The governor of the Bank of England warned that reduced trade openness could push up prices in the short term
Carney says Brexit will push up inflation and slow growth
Bank of England governor Mark Carney said on Monday that Brexit is likely to hurt Britain's growth prospects in the short term and push up inflation as the country adjusts to life outside the European Union.
In a speech that immediately drew criticism from some Brexit supporters who have previously criticised his stance on the EU, Carney warned that Britain would face a cost for reworking its trade relationships. In the short term, the weakening of trade ties with its EU partners would not be offset by new agreements with other countries, he said, as he repeated his argument from last week that interest rates would probably need to rise soon.
“This makes Brexit, relative to the experience of the past half century, unique,” Carney said in a speech at the International Monetary Fund's Washington headquarters. “It will be, at least for a period of time, an example of de-globalisation, not globalisation.”
Brexit supporters say the freedom to strike new trade deals is one of the big advantages of leaving the European Union. Diane James, an independent member of the European Parliament who was briefly leader-elect of Britain's anti-EU UKIP party, took aim at Carney. “Mark Carney blaming inflation on Brexit. Does he not realise that QE and ZIRP are the major causes?” James said on Twitter, referring to the BoE's stimulus programmes.
Carney angered many Brexit supporters before last year's referendum by saying leaving the EU would probably hurt the economy. Although growth held up immediately after the vote, it has slowed sharply this year. Carney also said that less openness to foreign markets and fewer workers coming to Britain would put upward pressure on inflation and reduce productivity, raising the prospect of higher interest rates ahead.
“On balance, the de-integration effects of Brexit can be expected to ... be inflationary,” he said. “At present, the main question concerns the extent to which this adjustment has been brought forward.”
Britain's inflation rate has accelerated this year, due in large part to the fall in the value of the pound since the referendum decision in June 2016 to leave the EU.

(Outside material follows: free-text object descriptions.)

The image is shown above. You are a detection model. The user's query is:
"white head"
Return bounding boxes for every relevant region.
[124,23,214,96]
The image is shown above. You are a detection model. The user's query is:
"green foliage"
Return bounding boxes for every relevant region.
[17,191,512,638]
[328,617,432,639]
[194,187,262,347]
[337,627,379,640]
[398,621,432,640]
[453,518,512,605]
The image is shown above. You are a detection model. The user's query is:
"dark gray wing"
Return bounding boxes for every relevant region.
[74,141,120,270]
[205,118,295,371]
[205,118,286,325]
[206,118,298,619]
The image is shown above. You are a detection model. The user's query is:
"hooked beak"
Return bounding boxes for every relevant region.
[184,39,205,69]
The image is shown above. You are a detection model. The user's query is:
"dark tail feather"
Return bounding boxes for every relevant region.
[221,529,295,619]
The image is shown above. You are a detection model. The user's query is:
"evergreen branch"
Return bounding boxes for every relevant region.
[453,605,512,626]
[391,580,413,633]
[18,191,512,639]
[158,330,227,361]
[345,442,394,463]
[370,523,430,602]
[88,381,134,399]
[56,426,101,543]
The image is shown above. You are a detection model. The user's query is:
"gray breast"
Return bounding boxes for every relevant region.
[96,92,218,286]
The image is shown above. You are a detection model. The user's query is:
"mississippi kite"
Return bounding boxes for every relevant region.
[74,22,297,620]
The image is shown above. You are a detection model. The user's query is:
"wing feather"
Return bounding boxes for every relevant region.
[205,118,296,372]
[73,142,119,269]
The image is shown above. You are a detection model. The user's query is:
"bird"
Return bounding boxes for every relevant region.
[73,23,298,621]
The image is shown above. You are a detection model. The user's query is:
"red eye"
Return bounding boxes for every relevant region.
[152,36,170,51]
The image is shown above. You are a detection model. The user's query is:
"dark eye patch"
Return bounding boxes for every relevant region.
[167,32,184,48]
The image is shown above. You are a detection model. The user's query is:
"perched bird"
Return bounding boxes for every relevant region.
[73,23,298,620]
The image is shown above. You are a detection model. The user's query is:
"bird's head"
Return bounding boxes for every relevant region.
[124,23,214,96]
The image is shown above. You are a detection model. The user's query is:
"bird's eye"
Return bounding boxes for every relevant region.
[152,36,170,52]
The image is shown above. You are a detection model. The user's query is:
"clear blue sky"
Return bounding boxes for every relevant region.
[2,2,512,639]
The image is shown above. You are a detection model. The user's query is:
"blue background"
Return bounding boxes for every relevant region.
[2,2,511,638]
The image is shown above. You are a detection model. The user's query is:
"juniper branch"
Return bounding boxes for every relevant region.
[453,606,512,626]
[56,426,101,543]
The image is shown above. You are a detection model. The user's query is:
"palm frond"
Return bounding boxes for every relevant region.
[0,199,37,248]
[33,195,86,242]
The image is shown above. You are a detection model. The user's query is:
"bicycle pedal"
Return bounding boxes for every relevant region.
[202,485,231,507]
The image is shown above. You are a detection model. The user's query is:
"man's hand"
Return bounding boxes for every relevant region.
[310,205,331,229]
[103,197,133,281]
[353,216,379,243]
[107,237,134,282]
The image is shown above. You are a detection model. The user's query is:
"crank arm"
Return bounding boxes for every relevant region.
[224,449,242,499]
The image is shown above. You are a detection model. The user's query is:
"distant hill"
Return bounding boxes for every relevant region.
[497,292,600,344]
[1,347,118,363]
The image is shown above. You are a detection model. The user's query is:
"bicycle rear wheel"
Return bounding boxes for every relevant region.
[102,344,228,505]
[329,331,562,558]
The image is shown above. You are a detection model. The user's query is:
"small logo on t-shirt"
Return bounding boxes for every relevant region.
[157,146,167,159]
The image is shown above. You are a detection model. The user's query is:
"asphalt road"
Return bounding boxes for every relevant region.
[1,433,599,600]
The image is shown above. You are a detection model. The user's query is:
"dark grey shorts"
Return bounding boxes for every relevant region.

Prices have risen nearly 3 percent - above the BoE's 2 percent target - squeezing the spending power of many households and slowing growth in the overall economy.
The BoE surprised financial markets last week when it said most of its policymakers thought it was likely that interest rates would need to rise in the coming months, if the economy and price pressures keep growing. It was the strongest signal to date that Britain's first rate increase in a decade is approaching, despite the uncertainties still surrounding the country's scheduled 2019 departure from the European Union.
In his speech on Monday, Carney reiterated that message and said the years of rock-bottom interest rates appeared to be coming to an end as the world economy picked up after the global financial crisis.
“The case for a modest monetary tightening is reinforced by the possibility that global [equilibrium interest rates] may be rising, meaning that monetary policy has to move in order to stand still,” he said.
The pound hit its highest level against the US dollar since the Brexit vote on Friday after another policymaker, Gertjan Vlieghe, who was considered the BoE's strongest opponent of a rate hike, also said borrowing costs might rise soon.
Sterling fell on Monday and after Carney's speech extended its decline, possibly reflecting the lack of specific comments from Carney on when the BoE might move on rates. The BoE's next announcement on monetary policy is scheduled for November 2.
Until last week, most economists had expected the BoE to wait until 2019 before raising rates, which would have left it on the sidelines as the Federal Reserve continues to raise borrowing costs and the European Central Bank moves towards reducing its stimulus for the euro zone economy.